Em resumo, compreender e otimizar a função do pé e a dinâmica da pronação não apenas aprimora o desempenho na corrida, mas também reduz o risco de lesões, promovendo uma prática esportiva mais segura e eficiente para todos os envolvidos.
Como saber como está sua pronação? Chame-nos para realizar uma avaliação!!
LEMPKE, Alexandra F. DeJong et al. Association between running biomechanics and lower limb musculotendinous changes over an adolescent marathon training program. Gait & Posture, 2024.
MATIAS, Alessandra B. et al. Effects of foot-core training on foot-ankle kinematics and running kinetics in runners: secondary outcomes from a randomized controlled trial. Frontiers in bioengineering and biotechnology, v. 10, p. 890428, 2022.
NIGG, Benno M. The role of impact forces and foot pronation: a new paradigm. Clinical journal of sport medicine, v. 11, n. 1, p. 2-9, 2001.

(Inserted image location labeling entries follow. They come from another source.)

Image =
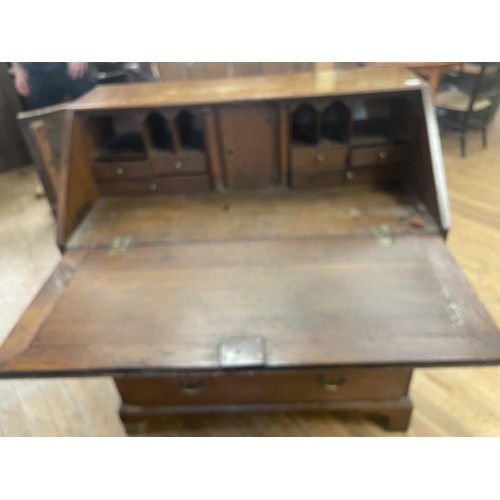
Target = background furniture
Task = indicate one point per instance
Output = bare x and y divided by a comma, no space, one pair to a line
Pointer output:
472,103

NIGG, Benno; BEHLING, Anja-Verena; HAMILL, Joseph. Foot pronation. Footwear Science, v. 11, n. 3, p. 131-134, 2019.
TADDEI, Ulisses T. et al. Foot core training to prevent running-related injuries: a survival analysis of a single-blind, randomized controlled trial. The American journal of sports medicine, v. 48, n. 14, p. 3610-3619, 2020.
VAN GENT, R. N. et al. Incidence and determinants of lower extremity running injuries in long distance runners: a systematic review. British journal of sports medicine, v. 41, n. 8, p. 469-480, 2007.